マスコミは報じませんが、今、静かなベストセラーになっている本があるのをご存知ですか? わが国が大東亜戦争に負けた昭和20年(1945年)8月、朝鮮半島から命からがら引き揚げた幼い姉妹の実体験を描いたノンフィクション『竹林はるか遠くー日本人少女ヨーコの戦争体験記(ハート出版・1500円)』です。著者はヨーコ・カワシマ・ワトキンズさんです。この本は英語で書かれ、1986年にアメリカで刊行されました。評判になって数々の賞を受賞し、中学校の教材としても採用されました。ところが朝鮮人が日本人を強姦するシーンが描かれているため、アメリカ在住の韓国人の組織的な妨害を受け、いくつかの都市で副教材から外されたそうです。韓国でも翻訳が発売されましたが、ただちに発禁となりました。待望の邦訳版が出たので、早速読んでみました。
ヨ―コさんは青森で生まれ、生後6カ月で家族で朝鮮北部の羅南(現在の北朝鮮・咸鏡北道清津市)に移住しました。お父さんが南満州鉄道に勤務することになったからです。しかし日本の敗戦直前、身の危険を感じて羅南を脱出します。お母さん、お姉さんと3人、女ばかりの逃避行でした。お兄さんの淑世(ひでよ)さんは軍需工場に働きに行っていたため、一緒に逃げることができませんでした。お姉さんの好(こう)さんは16歳、ヨ―コさんは11歳でした。お父さんが満鉄に勤めていたためヨ―コさん一家は満州の共産ゲリラに追われる身となります。
両親と兄、姉の愛情を一身に受けて、何不自由なく幸福に暮らしていたヨ―コさんは11歳で想像を絶する悲惨な体験をします。その体験を文字にするまでに長い年月がかかったのは当然でしょう。しかし、この本が今、翻訳され、多くの日本人の目に触れたことは本当に良かったと思います。
8月15日、日本軍は天皇陛下の命令一下、一斉に武装解除に応じました。それは「世界史の奇跡」と呼ばれるほど見事なものでしたが当時満州や朝鮮半島、樺太などに住んでいたおびただしい数の民間人は軍隊に守ってもらえなくなってしまいました。ヨ―コさんは苦労しながらも幸い、何とか日本に戻ることができましたが、戻る途中で非業の死を遂げた人がどれほどたくさんいたでしょうか? もう戦争が終わり、軍隊が武器を捨てているにもかかわらず丸腰の民間人を襲って殺害したり、略奪したり、強姦したりするのは明らかに国際法違反です。そのことについて戦後、日本は一言も主張せず、ソ連や朝鮮を非難することもありませんでした。もちろん謝罪や賠償を求めることもありませんでした。敗戦国であるがゆえに何も言えなかったのです。

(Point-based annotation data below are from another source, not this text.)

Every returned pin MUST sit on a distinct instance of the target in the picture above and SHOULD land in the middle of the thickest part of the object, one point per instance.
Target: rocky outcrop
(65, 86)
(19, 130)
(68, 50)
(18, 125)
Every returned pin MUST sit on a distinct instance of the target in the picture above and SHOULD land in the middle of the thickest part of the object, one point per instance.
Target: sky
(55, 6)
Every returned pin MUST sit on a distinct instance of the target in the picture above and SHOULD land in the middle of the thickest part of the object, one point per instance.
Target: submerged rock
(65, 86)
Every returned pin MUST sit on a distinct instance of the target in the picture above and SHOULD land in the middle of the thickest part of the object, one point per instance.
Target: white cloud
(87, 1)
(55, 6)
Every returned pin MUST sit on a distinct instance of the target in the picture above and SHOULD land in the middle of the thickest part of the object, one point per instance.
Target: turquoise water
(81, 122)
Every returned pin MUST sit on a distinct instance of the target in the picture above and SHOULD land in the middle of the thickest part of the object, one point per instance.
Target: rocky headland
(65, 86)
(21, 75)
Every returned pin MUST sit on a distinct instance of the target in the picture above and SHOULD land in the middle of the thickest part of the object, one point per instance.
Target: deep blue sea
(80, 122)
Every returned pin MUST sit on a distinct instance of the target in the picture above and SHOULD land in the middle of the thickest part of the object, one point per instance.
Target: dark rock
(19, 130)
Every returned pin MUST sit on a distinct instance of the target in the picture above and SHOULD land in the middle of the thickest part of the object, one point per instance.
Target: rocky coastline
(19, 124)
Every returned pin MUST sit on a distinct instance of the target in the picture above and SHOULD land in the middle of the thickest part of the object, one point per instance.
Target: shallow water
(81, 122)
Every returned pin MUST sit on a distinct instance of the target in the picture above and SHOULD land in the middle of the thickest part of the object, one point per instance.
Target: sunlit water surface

私はこの本を読みながら何度も泣いてしまいました。特にヨ―コさんのお母さんがせっかく帰国を果たしながら精も根も尽き果てて駅のベンチで息を引き取ったシーンとか、お姉さんの好さんが妹には「学校の用事で遅くなる」と嘘を言って靴磨きをしていたシーンなど、涙なしでは読めません。しかし、悲惨な話ばかりではないところがこの本の魅力でもあります。幼い姉妹が智恵を働かせて幾度も危機を乗り越え、助け合って生き抜くたくましさには心から拍手を送りたくなります。読み終わったあとには爽やかな感動が残ります。是非、一人でも多くの日本人に読んでいただきたいと思います。お勧めですよ!